192.0.2.1 - - [07/Dec/2021:02:20:35 +0000] "POST /login.php HTTP/1.1" 404 196 1 "-" "curl/7.68.0"
また、クラウドフレアのコンソールでログを見ると、リライト (=Exposed-Credential-Checkヘッダの追記) というアクションが実行されたことが分かります。しっかりとWAFのログとしてロギングされるため、アプリケーション側で追加の認証アクションを要求するような実装の対応ができなくとも、WAFのログをSIEMなどに取り込んで、アラートとして検出するという使い方もできそうです。
↓コンソールでログを確認
ここまで読むと、リクエストに予めExposed-Credential-Checkヘッダを空値などにして、WAFによるチェックを迂回したり、チェック結果をオリジンに誤解させることができそうかなと思ってしまうのですが、大丈夫です、Exposed-Credential-Checkヘッダのあるリクエストをブロックするルールがしっかりと存在していました!
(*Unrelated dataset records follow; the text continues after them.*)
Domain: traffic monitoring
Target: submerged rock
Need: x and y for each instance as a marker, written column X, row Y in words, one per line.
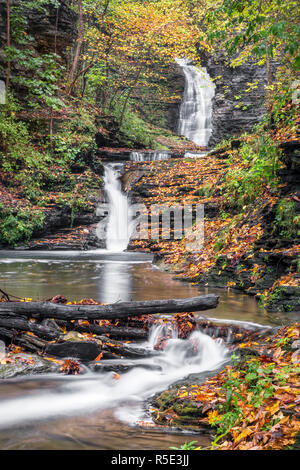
column 82, row 350
column 26, row 364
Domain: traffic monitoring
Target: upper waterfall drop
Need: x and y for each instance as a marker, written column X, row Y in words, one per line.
column 196, row 107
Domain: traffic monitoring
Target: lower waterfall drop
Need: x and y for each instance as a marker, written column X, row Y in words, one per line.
column 118, row 226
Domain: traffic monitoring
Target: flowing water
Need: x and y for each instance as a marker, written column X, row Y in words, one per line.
column 196, row 107
column 118, row 226
column 94, row 411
curl -X POST 'http://www.example.com/login.php' -H "Content-Type: application/json" -H 'Exposed-Credential-Check: -' -d '{"username":"CF_EXPOSED_USERNAME", "password":"CF_EXPOSED_PASSWORD"}'
error code: 1020
以上、非常に簡単な内容でしたが、Cloudflare Leaked Credentials Check機能を触ってみたメモでした。
クラウドフレアでは不正認証対策として、本機能の他にもボットファイトモードやレート制限ルールなどが有効かと思いますので、このあたりの機能もうまく組み合わせてアプリケーションのセキュリティを向上させていきたいですね。
余談ですが、検証の過程で某Rockyouなリストから1万件ほど抽出し、ユーザ名をadminに固定してHydraを回してみたのですが、全く検知しませんでした。クラウドフレアBlog (Privacy-Preserving Compromised Credential Checking) にも踏み込んだ内容の記事がある通り、それなりの元ネタとしっかりと考慮された検知ロジックによって実装されていることが想像されます。